Type	Measure	Description	Time frame	Safety issue
Primary	Dose Escalation Phase: Dose Limited Toxicity (DLT)		From Cycle 1 Day 1 to Cycle 1 Day 28(each cycle is 28 days)
Primary	Dose Escalation Phase: Maximum Tolerated Dose (MTD)		From Cycle 1 Day 1 to Cycle 1 Day 28(each cycle is 28 days)
Primary	Dose Escalation Phase: Recommended Phase 2 Dose (RP2D)		From Cycle 1 Day 1 to Cycle 1 Day 28(each cycle is 28 days)
Primary	Dose Escalation Phase-Incidence rate of Adverse Event (AE).		From first dose to 30 days post the last dose, with approximately 3 years
Primary	Dose Expansion Phase - Objective Response Rate (ORR) evaluated by Independent Review Committee (IRC) or investigators in advanced solid tumor based on RECIST 1.1.		Up to approximately 3 years.
Secondary	Plasma Concentration of simmitinib .		Up to approximately 3 years.
Secondary	Plasma Concentration of SG001		Up to approximately 3 years.
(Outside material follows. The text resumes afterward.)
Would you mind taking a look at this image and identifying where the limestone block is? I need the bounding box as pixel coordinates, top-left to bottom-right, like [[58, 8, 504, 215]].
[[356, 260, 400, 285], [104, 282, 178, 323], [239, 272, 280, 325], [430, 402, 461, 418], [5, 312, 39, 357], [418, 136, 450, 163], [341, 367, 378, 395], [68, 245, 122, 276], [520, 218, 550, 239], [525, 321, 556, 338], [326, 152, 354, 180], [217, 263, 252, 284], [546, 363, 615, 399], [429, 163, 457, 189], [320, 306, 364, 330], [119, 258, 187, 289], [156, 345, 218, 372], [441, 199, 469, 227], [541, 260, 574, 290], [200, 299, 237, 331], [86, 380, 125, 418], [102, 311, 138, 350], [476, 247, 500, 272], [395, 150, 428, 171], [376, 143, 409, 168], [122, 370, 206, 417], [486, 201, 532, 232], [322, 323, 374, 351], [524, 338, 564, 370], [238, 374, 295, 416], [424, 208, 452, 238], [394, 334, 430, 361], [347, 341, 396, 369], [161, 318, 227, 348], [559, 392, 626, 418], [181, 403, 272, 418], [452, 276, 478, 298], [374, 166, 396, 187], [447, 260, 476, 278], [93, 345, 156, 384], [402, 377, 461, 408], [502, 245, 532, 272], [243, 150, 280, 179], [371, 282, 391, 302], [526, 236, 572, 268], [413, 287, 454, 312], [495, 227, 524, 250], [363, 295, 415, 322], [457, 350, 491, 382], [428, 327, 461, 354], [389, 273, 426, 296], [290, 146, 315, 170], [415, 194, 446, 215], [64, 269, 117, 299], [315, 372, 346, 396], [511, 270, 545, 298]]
Secondary	Immunogenicity Assessments for Anti-drug Antibody		Up to approximately 3 years.
Secondary	Dose Escalation Phase: ORR		Up to approximately 3 years.
Secondary	Disease Control Rate (DCR)		Up to approximately 3 years.
Secondary	Progression-free Survival (PFS)		Up to approximately 3 years.
Secondary	Overall Survival (OS)		Up to approximately 3 years.
Secondary	Duration of Objective Response (DOR)		Up to Approximately 3 years.